A good bit of attention has been paid recently to a phenomenon taking shape across the pond.
It seems a growing number of companies in the United Kingdom — mostly smaller start-ups — are beginning to offer their employees what’s being called pawternity leave; i.e., paid-time-off to bond with their new four-legged furry friends or tend to their old ones.
This piece that appeared on the appropriately-named website, “The Bark: Dog is My Co-Pilot,” mentions several employers that have gone this route — Mars Petcare, BitSol Solutions and Now What.
At Manchester-based IT company BitSol, company owner Greg Buchanan says pawternity is actually good for the bottom line, according to this piece in USA Today.
“You know, we are quite sympathetic to pets in the U.K.; we’re a pet-loving country,” he tells the paper. “Obviously we take it on a case-by-case [basis]. If somebody’s asking for time off for a goldfish, no, no — then it’s not quite what we set out for.”

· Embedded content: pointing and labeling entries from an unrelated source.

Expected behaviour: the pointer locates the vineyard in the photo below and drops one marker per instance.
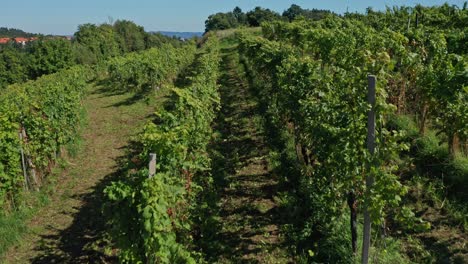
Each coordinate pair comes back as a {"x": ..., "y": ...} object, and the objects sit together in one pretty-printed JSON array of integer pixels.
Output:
[{"x": 312, "y": 139}]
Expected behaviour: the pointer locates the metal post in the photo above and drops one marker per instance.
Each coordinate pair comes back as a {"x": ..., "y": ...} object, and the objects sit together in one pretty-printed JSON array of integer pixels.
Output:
[
  {"x": 23, "y": 162},
  {"x": 152, "y": 165},
  {"x": 369, "y": 179}
]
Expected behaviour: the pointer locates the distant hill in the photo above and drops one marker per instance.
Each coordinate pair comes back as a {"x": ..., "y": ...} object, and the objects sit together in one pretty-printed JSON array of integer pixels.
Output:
[
  {"x": 185, "y": 35},
  {"x": 14, "y": 33}
]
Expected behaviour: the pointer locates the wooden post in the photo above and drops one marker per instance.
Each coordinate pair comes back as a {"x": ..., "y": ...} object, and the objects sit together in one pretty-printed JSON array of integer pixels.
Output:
[
  {"x": 23, "y": 163},
  {"x": 369, "y": 178},
  {"x": 152, "y": 165}
]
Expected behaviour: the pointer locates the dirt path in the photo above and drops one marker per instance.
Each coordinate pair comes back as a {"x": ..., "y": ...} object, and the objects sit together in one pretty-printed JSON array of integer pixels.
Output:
[
  {"x": 249, "y": 229},
  {"x": 69, "y": 228}
]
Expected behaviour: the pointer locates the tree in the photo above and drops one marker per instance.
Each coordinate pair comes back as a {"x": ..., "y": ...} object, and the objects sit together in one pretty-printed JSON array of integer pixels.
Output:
[
  {"x": 12, "y": 66},
  {"x": 295, "y": 11},
  {"x": 259, "y": 15},
  {"x": 130, "y": 36},
  {"x": 50, "y": 55}
]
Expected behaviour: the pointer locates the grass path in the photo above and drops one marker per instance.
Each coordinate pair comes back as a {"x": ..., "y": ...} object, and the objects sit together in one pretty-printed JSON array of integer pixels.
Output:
[
  {"x": 248, "y": 215},
  {"x": 69, "y": 228}
]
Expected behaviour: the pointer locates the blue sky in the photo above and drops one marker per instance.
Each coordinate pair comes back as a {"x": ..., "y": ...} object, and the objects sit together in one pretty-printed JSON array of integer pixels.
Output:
[{"x": 63, "y": 17}]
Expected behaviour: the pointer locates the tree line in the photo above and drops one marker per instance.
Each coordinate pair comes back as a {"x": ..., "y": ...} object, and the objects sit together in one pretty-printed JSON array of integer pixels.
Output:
[
  {"x": 91, "y": 44},
  {"x": 237, "y": 18}
]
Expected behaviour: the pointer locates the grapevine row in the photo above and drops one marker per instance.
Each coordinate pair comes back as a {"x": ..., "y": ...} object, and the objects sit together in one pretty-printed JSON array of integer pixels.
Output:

He also cautions that “[i]f you do give time off for pawternity leave, you are limiting the number of people available to you.” However, he adds, “I believe morale of staff definitely improves and they actually want to work harder for you.”
The Bark piece puts the number of pet owners in the U.K. who have been offered time off to care for Fido or Fluffy at nearly one in 20. It also mentions that Mars Petcare, a pet-care company, was one of the first employers to institute a formal pawternity policy, now allowing its employees 10 hours of paid leave when adding a new pet to the family.

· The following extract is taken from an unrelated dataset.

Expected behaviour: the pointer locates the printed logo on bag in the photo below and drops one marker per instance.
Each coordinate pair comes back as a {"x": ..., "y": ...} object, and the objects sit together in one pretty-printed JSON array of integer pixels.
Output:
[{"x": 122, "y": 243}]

Based on his recent column on the U.K trend toward better treatment of its workers, I reached out to HRE‘s talent management columnist, Peter Cappelli (George W. Taylor professor of management and director of the Center for Human Resources at The Wharton School of the University of Pennsylvania in Philadelphia), to see if this four-legged phenomenon could happen here.
“I’d say the U.S. model of just giving people personal time for whatever is important to them makes more sense than trying to define legitimate reasons for leave,” he told me. But he did seem impressed with how far the Brits will go in their efforts to accommodate pet owners.
Personally, I have been thinking about getting a dog lately. And being single, I’m concerned about what will get chewed or stained while I’m at work. Not even sure the effort would be worth it without a benefit like this.
But …… moving to London seems like a pretty drastic solution.